Hi ftc.gov administrator, You always provide great examples and case studies.
very interesting, but nothing sensible
Thanks, I've been looking for this for a long time
thank you very much
Cool, I've been looking for this one for a long time
The only issue I have here is that "AI" is a very general umbrella term that, in the tech world has always meant a computer automating tasks that a human would do, with some level of decision making. This encompasses rules based definitions. The is different to "ML" which is much more specific, and I think probably what you're targeting.
My data has been compromised for AI deception
As more and more companies are introducing AI, we need to create rules and laws for this new technology.
I have always admired Issac Asimov's idea of the three rules of robotics. I think that these ideas should be adopted to suit AI. Those rules are:
A robot may not injure a human being or, through inaction, allow a human being to come to harm.
A robot must obey orders given it by human beings except where such orders would conflict with the First Law.
A robot must protect its own existence as long as such protection does not conflict with the First or Second Law.
These basic concepts would need to be adapted somewhat for AI, but the basic ideas behind them are sound and should be instituted into new laws to govern AI. The new rules should be incorporated into all AI software.
I am very concerned about ChatGPT. This can be a very dangerous technology.
Really? This is what federal tax money goes to? Fact-checking products as to their AI bona fides? Franklin, Adams and Jefferson all must be spinning at a pretty high RPMs.
I would like Google to ask people if they want AI instead of just adding it to your devices. Instead they add it without permission and no way to delete it from their devices. It's nice to know they created scammers praying on the elderly, Thanks Google!!!!

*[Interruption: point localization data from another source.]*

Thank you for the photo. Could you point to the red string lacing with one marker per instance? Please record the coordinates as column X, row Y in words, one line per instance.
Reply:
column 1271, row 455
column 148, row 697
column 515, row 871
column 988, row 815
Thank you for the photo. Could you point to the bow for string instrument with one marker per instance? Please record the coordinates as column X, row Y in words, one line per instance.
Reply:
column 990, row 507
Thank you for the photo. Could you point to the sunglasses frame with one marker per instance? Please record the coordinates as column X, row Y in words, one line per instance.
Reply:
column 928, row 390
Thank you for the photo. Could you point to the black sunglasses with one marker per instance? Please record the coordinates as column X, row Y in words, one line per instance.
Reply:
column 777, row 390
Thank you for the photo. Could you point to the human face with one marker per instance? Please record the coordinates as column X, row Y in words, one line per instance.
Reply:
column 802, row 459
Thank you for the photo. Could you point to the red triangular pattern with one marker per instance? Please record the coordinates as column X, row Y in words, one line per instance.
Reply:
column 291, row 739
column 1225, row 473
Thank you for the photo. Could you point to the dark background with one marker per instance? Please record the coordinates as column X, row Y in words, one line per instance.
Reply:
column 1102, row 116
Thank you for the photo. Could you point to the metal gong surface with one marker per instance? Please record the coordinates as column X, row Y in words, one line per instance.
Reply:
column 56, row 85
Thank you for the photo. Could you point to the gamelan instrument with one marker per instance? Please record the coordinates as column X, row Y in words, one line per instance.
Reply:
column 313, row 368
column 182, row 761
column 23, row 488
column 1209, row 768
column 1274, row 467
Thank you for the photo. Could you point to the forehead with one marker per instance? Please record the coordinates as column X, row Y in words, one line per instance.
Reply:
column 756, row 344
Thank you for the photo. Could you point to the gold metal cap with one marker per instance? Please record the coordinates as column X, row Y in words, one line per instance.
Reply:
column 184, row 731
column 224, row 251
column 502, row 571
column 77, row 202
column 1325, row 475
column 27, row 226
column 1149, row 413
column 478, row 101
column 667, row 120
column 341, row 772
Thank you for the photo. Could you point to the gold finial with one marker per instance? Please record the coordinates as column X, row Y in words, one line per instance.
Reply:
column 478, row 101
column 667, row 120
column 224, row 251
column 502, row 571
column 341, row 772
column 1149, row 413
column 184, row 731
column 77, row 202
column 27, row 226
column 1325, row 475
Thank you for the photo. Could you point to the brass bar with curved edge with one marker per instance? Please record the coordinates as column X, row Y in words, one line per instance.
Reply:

I am all for technology, and have worked in the field many years. I am 65 still working and still using technology every day. I recently did a test pilot for our company (over 3,000 employee company) using AI. It is NOT the way to go. I am so very disappointed in the volume of companies willing to use it. If used for very minimal tasks I guess it could be helpful. Personally I would never recommend it. The key word is "for the most part" it is correct. I never want to get a for the most part service or answer or resolution. We have lost way too much using humans and replacing with self-serve services. In the long run AI nor self-serve is the winner. We the people are losing touch, the children being raised in this world have no social/emotional skills. Again, I have worked in technology and love using it for the right reasons and inputting my information myself with control over where and how it is used. The children are a huge concern, they are being raised by tablets, games, computers now AI which is NOT anything but electronic / data estimation from looking at our information to build on. I know my comment probably does not matter one bit but if the people would have a say in the amount of AI or to use or not to use would be the right thing to do. Elderly also have no idea how to use any self serve systems nor understand it. I know this because I assist them with services that no longer accept a check being mailed or require bills to be paid on line, they are absolutely lost. My thoughts on AI ... limit it, use real people, during my testing for work a 3 week period AI gathered all my personal and work information, offering this and that on things I had not entered nor wanted. At the end of my 3 weeks test period I asked to never have to use it again, fortunately with my experience I was able to delete the information AI had gathered but many people don't have the ability to know how to do that and I don't believe that is fair or right.